Coffee, Heels, Ramen, Commutes, and the End of the World

FICTION – FOWC & RDP

For most people, the holidays are a time for joy, togetherness, family, and other concepts pushed by commercials and overpriced airline tickets. Me? I got a new city, a new job, a new apartment, and not a single damn soul to split a drink with. A festive little cocktail of isolation, garnished with cold floors and ramen noodles.

Warm beer wasn’t a preference. It was apathy in a can. Every dollar was rationed like I was living in a bunker, waiting for a war that already came and went. All in service of building a “normal” life. Whatever that meant. Probably something people posted about with filters and hashtags while wondering how far they could lean out their windows without falling.

I stared out the window, coffee in hand—black, burnt, and bitter, just like me. Outside, the early morning parade of wage slaves stumbled toward their cars, moving like background actors in a post-apocalyptic sitcom. Another day of selling hours they’ll never get back. I lit a cigarette with my Zippo, watching the flame catch like it was lighting a fuse. It usually was.

Then she appeared. A brunette with an athlete’s build and a power suit tailored like a threat. She walked like the world owed her rent—somewhere between courtroom and catwalk. I didn’t know if it was lust, curiosity, or cabin fever talking, but after nine months of social starvation, she might as well have been a hallucination in heels.

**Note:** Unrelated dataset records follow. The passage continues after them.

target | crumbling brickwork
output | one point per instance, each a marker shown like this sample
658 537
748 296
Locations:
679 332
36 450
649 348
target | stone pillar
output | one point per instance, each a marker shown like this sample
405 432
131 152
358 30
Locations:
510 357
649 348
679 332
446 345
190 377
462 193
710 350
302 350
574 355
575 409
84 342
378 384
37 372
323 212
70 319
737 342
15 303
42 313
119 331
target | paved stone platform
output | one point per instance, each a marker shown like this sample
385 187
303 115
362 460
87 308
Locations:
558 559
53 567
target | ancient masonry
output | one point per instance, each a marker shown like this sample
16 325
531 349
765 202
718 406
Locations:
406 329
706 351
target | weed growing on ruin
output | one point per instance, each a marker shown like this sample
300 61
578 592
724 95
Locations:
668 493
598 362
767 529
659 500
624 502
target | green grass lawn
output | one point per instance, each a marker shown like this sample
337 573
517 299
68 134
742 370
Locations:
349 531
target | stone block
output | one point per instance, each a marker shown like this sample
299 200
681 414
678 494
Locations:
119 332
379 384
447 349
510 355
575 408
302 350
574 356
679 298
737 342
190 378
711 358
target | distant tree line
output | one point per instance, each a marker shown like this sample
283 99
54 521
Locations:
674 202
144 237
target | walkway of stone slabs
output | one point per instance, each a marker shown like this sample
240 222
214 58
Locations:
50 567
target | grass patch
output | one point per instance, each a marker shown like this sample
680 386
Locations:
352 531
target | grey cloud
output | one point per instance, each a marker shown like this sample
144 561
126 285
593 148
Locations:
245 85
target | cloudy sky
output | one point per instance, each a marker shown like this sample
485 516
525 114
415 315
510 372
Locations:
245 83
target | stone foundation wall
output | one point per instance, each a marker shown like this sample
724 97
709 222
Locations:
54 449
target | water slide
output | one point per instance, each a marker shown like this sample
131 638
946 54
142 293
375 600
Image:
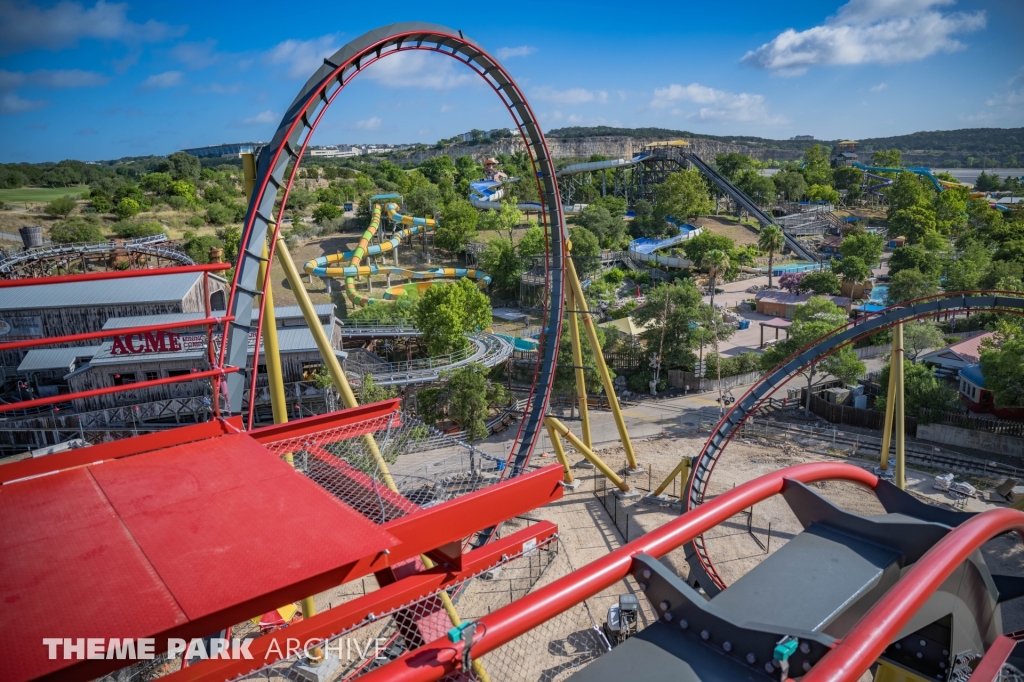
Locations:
643 249
348 265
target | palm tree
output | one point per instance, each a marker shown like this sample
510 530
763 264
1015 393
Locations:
716 262
772 241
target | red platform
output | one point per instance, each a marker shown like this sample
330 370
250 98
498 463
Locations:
170 543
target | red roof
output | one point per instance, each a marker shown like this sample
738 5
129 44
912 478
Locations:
970 349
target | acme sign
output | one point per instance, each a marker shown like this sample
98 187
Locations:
156 342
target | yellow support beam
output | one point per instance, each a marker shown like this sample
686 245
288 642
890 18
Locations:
682 470
556 443
887 430
897 367
578 360
348 398
562 430
588 324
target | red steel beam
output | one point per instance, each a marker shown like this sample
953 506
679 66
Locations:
116 389
14 471
990 666
109 333
117 274
440 657
883 623
271 647
321 423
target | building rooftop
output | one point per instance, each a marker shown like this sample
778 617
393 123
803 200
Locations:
55 358
973 374
157 289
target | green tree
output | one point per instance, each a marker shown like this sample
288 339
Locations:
913 222
816 318
716 264
771 241
181 166
127 208
76 230
586 251
504 265
759 187
682 196
906 192
448 312
1003 367
791 183
458 225
816 168
60 207
822 283
908 257
922 389
865 246
920 336
909 285
823 194
466 396
324 213
531 245
732 164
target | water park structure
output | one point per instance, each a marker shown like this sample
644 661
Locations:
174 537
326 266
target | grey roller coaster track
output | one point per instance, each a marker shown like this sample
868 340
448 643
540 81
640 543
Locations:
749 403
749 205
289 143
146 245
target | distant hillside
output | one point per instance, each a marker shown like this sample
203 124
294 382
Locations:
937 147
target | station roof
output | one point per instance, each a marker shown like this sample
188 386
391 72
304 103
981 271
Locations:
156 289
151 546
54 358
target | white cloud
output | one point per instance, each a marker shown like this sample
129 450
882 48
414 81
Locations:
419 70
69 78
302 57
868 31
509 52
26 27
196 55
718 104
168 79
372 123
261 119
570 96
11 103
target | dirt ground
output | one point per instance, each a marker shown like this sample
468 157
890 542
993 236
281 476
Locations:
732 548
741 235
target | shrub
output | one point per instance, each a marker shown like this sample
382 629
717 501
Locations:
127 208
61 207
76 231
131 230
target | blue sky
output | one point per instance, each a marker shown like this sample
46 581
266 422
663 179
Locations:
102 80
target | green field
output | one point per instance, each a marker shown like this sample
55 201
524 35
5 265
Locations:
40 195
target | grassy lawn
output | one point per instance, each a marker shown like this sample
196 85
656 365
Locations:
40 195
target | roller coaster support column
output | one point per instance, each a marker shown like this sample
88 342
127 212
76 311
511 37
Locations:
562 430
348 398
556 443
274 377
578 360
327 351
897 366
602 368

I told myself I was meant to be a writer. The kind who bled truth onto paper and didn’t flinch. But instead, I was half-awake, smoking, and objectifying strangers. Not exactly Pulitzer material. So I turned back to my notebook. It was the only thing that didn’t feel fake. Just ink, paper, and whatever was left of my sanity—a loop I couldn’t seem to break.

Every morning, I wrote until 6:30. Then I’d drag myself into the shower and make the fifteen-minute commute that somehow always took an hour. Sixty minutes of bumper-to-bumper hostility. Everyone late, everyone pissed, everyone pretending their playlist made it okay. It was the same ritual every day—wake, write, shower, drive, repeat. Resist the urge to scream, loop through it again tomorrow.

My job? IT guy. The one people called after breaking things they didn’t understand, then blamed me for fixing too slowly. You could tell within thirty seconds I hated it. I didn’t try to hide it. Misery loves company. I hosted parties.

The paycheck kept the lights on, but not much else. I worked for a mid-tier company with big egos and small ideas. But lately, the rumor mill has been grinding overtime. Word was, we were getting bought out by some corporate giant with a thirst for blood and profit margins.

That meant an audit. Cue the chaos. People who spent the last six months tweeting through staff meetings were now sprinting to cover their asses. Watching them panic was the most fun I’d had in weeks. The hammer was coming, and I had the best seat in the house—coffee in hand, notebook open, waiting to see who’d get crushed first.